Underestimating buffoons

When it came to The Buffoon, even Silver, for whom data is gospel, couldn’t get out of the way of his own prejudices. We underestimate Buffoon at our peril. Trump flailed around in the distance. Many people couldn’t believe it was happening, then refused to believe it was happening, and then ignored the fact it is happening.

Last week Charlie Brooker tweeted: "On social media no one can ever admit they might've been wrong about something. Heels dug in so far they're nailed to the ground. So we all just stand our ground, grimly clawing each other's eyes out."

Brooker has hit on a key characteristic, not just of debate and opinion on social media, but one that is increasing across all discourse. This discourse favours The Buffoon, because the more ridiculous their pronouncements become, the more surreal and untruthful their statements are, the more outrageous their rhetoric is, the more difficult it is to debate or defuse.

When surreality and lying is the debate baseline, how can you counter it? Can you really get a point across when someone is screaming in the background, falling off the stage and vomiting all over themselves? The crowd will be preoccupied by the carnage, not by your measured tone.

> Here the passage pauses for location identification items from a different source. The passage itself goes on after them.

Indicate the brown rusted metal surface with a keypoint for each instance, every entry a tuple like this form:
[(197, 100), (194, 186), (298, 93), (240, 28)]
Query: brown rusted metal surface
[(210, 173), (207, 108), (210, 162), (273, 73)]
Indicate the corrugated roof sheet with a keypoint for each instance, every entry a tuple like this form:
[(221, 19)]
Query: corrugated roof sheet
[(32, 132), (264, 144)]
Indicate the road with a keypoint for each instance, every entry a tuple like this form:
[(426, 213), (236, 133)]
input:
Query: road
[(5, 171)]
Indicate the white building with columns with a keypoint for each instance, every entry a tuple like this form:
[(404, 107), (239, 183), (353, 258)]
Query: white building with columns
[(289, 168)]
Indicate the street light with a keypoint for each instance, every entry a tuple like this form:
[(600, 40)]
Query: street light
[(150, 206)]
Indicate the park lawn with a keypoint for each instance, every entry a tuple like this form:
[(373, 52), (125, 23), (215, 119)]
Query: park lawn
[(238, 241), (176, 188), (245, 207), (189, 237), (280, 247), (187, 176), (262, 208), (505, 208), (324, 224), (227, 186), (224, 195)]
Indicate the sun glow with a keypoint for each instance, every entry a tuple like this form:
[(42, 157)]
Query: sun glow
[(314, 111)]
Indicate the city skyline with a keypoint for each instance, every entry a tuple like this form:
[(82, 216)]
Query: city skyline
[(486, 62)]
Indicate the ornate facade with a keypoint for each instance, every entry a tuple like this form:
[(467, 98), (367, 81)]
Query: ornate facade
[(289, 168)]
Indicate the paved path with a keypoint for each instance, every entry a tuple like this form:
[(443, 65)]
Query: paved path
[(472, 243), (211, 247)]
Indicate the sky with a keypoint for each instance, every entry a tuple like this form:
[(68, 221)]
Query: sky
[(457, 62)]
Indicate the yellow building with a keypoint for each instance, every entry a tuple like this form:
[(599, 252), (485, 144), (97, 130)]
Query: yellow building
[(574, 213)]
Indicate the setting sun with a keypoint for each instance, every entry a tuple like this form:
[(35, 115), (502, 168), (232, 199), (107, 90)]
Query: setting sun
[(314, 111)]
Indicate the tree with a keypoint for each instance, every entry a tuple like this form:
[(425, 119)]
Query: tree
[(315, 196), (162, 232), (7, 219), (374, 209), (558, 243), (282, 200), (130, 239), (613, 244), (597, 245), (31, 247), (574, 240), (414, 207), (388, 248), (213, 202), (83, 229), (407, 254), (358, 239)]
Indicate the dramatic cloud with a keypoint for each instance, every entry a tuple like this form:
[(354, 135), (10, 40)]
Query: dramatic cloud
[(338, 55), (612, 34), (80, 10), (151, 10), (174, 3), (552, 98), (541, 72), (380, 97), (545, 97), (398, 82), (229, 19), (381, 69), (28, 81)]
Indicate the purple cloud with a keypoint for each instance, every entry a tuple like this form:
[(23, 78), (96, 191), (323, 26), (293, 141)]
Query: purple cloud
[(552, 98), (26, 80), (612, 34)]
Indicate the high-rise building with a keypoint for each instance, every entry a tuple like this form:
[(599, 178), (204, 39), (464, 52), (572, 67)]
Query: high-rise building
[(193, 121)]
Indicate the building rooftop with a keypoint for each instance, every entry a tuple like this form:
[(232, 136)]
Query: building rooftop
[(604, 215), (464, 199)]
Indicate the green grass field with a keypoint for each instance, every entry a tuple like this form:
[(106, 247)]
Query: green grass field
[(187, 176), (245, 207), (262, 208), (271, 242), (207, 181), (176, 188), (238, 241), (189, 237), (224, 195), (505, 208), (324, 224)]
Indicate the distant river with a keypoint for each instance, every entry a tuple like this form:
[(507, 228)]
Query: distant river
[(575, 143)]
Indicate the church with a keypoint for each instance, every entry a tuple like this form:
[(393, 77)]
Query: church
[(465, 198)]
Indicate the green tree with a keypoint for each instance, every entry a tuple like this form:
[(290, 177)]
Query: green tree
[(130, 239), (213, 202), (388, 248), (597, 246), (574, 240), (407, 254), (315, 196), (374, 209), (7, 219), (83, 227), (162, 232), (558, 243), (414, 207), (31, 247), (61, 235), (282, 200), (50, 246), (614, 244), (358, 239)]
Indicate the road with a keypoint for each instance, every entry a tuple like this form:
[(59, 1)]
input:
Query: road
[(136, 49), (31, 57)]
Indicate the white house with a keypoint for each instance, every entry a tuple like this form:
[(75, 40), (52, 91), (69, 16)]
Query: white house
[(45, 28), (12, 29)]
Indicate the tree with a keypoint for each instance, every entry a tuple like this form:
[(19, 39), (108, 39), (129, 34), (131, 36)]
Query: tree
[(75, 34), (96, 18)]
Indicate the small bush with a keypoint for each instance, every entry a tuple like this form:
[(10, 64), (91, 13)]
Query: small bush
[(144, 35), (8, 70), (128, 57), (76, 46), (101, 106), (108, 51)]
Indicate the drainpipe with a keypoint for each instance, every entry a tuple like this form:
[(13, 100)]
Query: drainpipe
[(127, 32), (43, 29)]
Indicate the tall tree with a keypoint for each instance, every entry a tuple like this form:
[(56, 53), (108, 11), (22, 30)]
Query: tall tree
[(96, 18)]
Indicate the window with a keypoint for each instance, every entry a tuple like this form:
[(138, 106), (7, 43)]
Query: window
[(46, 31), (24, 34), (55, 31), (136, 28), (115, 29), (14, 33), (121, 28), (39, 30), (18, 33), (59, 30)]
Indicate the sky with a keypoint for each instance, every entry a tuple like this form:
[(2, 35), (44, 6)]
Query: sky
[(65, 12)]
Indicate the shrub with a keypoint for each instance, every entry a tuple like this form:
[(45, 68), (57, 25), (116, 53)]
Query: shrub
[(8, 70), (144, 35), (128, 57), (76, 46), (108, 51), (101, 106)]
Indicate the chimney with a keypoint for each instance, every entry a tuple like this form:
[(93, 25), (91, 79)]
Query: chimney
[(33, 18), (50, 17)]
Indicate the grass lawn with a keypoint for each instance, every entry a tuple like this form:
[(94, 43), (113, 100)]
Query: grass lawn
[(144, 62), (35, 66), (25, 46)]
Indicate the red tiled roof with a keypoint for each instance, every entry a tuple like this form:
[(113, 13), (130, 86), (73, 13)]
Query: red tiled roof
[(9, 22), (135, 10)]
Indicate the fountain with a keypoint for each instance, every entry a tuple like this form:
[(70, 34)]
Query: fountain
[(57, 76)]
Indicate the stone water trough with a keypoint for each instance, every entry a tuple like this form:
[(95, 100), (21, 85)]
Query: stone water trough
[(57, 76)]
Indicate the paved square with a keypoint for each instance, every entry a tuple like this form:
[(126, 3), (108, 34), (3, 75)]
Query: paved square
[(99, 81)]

We're getting to a point in public discourse where argument and debate have been reduced to statements that are shouted so brashly, that any attempt to examine them, or even to ask a follow-up question, is shut down. Buffoon statements now have as much in common with the truth as photoshopped memes shared on Facebook.

Buffoon favoured

We have moved beyond even the dishonesty of advertising slogans. £350 million pumped into the

NHS

every week forever! Really? Of course not. But put it on a bus and people will vote for it and then complain that they were lied to. The paradox is that gullibility is at its most ferocious when cynicism is at its highest. And all of this favours The Buffoon.

There is also the issue of expectations. We hold buffoons to much lower standards. They can then go about getting stuck on zip lines, questioning the existence of climate change, choking on pretzels, hosting bunga bunga parties, and upsetting apple tarts, and make fine front-page splashes and items on talk radio programmes.

Buffoons stand in front of billboards straight out of Joseph Goebbels’s portfolio and suddenly we all think, “Oh, maybe we shouldn’t have let them get this far.” And then they win.